WHY DO PREMIER LEAGUE STARS GO BANKRUPT?

 

This is an interesting conversation to have despite the million of pounds Premier League stars are paid in the course of their careers. The average wage of a Premier League star is 30,000 to 50,000 pounds per week. This is around 120,000 to 200,000 pounds per month. In simple relateable terms, an average Premier League star earns eight times the annual salary of an average Briton in a month. Let’s say an average person earns 30,000 pounds in a year, this is what they get per week. And many players earn multiple of this bracket per week.


Top Premier League footballers in big clubs now average 200,000 pounds weekly, this means over 10 million pounds in only wages per year. In a year, they can earn multiple lifetime salaries of the average person. This is why it is so incredibly difficult for some to sympathize with them when they go bankrupt a few years after retirement; the usual question is what did you do with all that money?!
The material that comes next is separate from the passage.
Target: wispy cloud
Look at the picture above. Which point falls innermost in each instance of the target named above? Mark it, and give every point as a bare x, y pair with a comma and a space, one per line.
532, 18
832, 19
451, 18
The obvious answer is how they spend money when they are playing actively. It can be unsustainable. Players have houses in cities they do not live in, buy multiple cars they rarely drive and spend excessively. As high net worth individuals they get propositioned alot, get invitations to events and the desire for high-end services and products take a huge chunk of the bucks.

There is even a competition at ostentatiousness making keeping up expensive. Gambling, drugs, divorce, wrong business moves and different addictions are examples of what have wrecked Premier League stars.

It is not just football, even in other sports the situation is not much different. There have been various proposals for football regulators and clubs to invest in financial responsibility programs, work with wealth managers to help players through this ever-present situation in modern football.

Emmanuel Eboue is a recent case who openly asked for help after his divorce from his wife left him depressed and suicidal. His ex-wife took over seven million pounds and his house in the United Kingdom, leaving him in need of a bailout to survive. The former Arsenal star said he entrusted his earnings with his wife and could not retrieve it.

Other examples like Brad Friedel, Paul Merson, Lee Hendrie, Djemba Djemba, David James, Celestine Babayaro mean FIFA should probably work with clubs and leagues to better protect football stars from themselves.